Other Heart-Healthy Habits
Although diet and exercise are the two major factors in improving and maintaining your heart’s overall functionality, there are other habits that serve as valuable supplements capable of optimizing your results. When you want to feel your best, we recommend considering some of the following:
- Quit smoking. The CDC offers a comprehensive guide on cessation to help improve your heart, lung, and brain health. Avoid secondhand smoke as well.
- Reduce your stress and anxiety levels. This may involve seeking therapy, taking up meditation or yoga, or making major lifestyle changes like getting out of toxic environments.
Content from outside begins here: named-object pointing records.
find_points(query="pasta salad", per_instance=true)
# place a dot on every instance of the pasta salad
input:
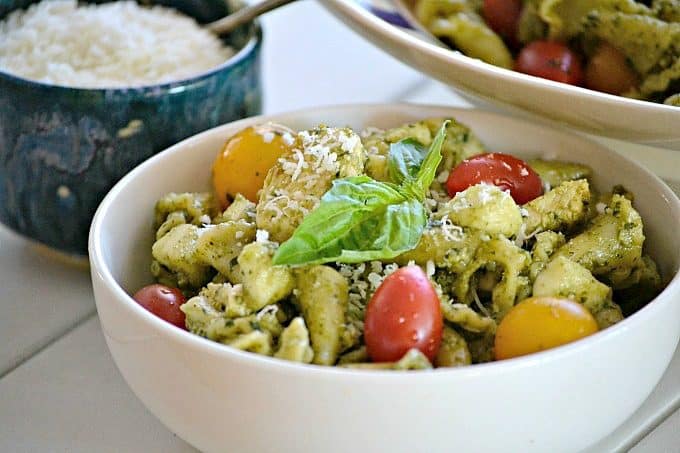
(406, 248)
(624, 47)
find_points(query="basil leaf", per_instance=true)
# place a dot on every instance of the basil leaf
(404, 159)
(361, 219)
(428, 168)
(358, 219)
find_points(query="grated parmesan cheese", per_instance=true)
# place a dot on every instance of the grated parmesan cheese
(261, 236)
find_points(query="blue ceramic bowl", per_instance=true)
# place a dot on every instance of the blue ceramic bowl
(62, 149)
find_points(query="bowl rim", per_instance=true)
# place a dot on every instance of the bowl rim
(353, 10)
(254, 43)
(100, 270)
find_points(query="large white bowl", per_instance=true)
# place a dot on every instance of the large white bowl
(538, 99)
(221, 399)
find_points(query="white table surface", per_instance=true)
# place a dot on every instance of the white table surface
(59, 388)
- Maintain a healthy weight for your height, if possible.
- Get sufficient sleep. Sleeping too little can increase your stress levels and lead to overeating or leaving you too exhausted to exercise.
- Keep your teeth clean and go to the dentist regularly. Gum disease is an overlooked risk factor in heart disease.
- Go to the doctor regularly. In addition to receiving the necessary tests, your doctor can provide you with medical advice specifically tailored to your physiology—and not just for your heart.
When you take charge of your health, you’re more likely to influence the people around you to do the same, too. A healthy life for you can lead to a healthy life for the people you love most. We encourage you to spend Heart Health Awareness Month auditing your lifestyle habits and making adjustments to improve your heart. Your family and friends will thank you. You’ll thank yourself.